Once inside the exhibition, we are immersed in the world and history of Colored Jasper. Familiar images of church gatherings, weddings, social events, sports event, parades, and other communal rituals cousin us. It is beautiful, it is comfortable, it is familiar. And yet we know that there is an ever-present danger of violence and erasure, underscored by the images of smiling and hopeful high school class portraits, the center image of which is of a young James Byrd.

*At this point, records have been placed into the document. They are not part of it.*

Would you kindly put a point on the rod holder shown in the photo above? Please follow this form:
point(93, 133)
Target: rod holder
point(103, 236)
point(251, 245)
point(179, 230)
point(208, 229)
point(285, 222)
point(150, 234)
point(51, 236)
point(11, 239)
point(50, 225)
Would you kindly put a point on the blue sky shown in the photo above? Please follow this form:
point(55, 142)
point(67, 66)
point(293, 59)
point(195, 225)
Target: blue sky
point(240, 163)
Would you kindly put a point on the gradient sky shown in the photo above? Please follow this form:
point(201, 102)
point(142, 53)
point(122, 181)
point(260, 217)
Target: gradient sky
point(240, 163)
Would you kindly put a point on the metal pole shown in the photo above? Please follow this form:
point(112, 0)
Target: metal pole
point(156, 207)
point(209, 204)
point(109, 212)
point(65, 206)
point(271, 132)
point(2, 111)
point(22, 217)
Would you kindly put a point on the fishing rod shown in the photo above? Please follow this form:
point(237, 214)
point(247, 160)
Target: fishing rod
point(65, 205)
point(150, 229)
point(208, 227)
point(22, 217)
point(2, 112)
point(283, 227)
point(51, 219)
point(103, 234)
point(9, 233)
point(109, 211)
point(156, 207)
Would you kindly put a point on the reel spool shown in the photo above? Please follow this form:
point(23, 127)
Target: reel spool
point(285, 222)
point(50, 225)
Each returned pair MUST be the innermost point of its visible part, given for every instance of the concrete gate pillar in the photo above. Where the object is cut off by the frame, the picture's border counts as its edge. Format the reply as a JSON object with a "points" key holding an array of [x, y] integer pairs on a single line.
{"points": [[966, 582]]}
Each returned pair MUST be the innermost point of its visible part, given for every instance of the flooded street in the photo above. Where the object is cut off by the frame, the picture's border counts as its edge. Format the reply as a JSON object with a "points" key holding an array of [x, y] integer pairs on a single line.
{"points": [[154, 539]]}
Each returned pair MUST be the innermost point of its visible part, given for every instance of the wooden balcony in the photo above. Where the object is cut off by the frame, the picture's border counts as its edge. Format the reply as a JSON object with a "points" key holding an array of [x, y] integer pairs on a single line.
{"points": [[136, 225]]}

Black photographers like Jordon documented African American communities and families all across the country since the invention of photography. This was extensively documented in Deborah Willis’s ground-breaking book Reflections in Black: Black Photographers from 1840 to the Present. We are currently making a film inspired by this hidden history of Black Photographers. Our community engagement site Digital Diaspora Family Reunion also reveals ‘hidden histories’ of African American and African Diasporic families through their photographic archives which are the result of professional studio images as well as snap shots. It is in looking at these images by Jordan, and other lesser-known Black photographers, that we not only begin to get a fuller picture of WHO WE ARE, but the power of the act of documenting ourselves and affirming our humanity even in the face of adverse and dehumanizing conditions.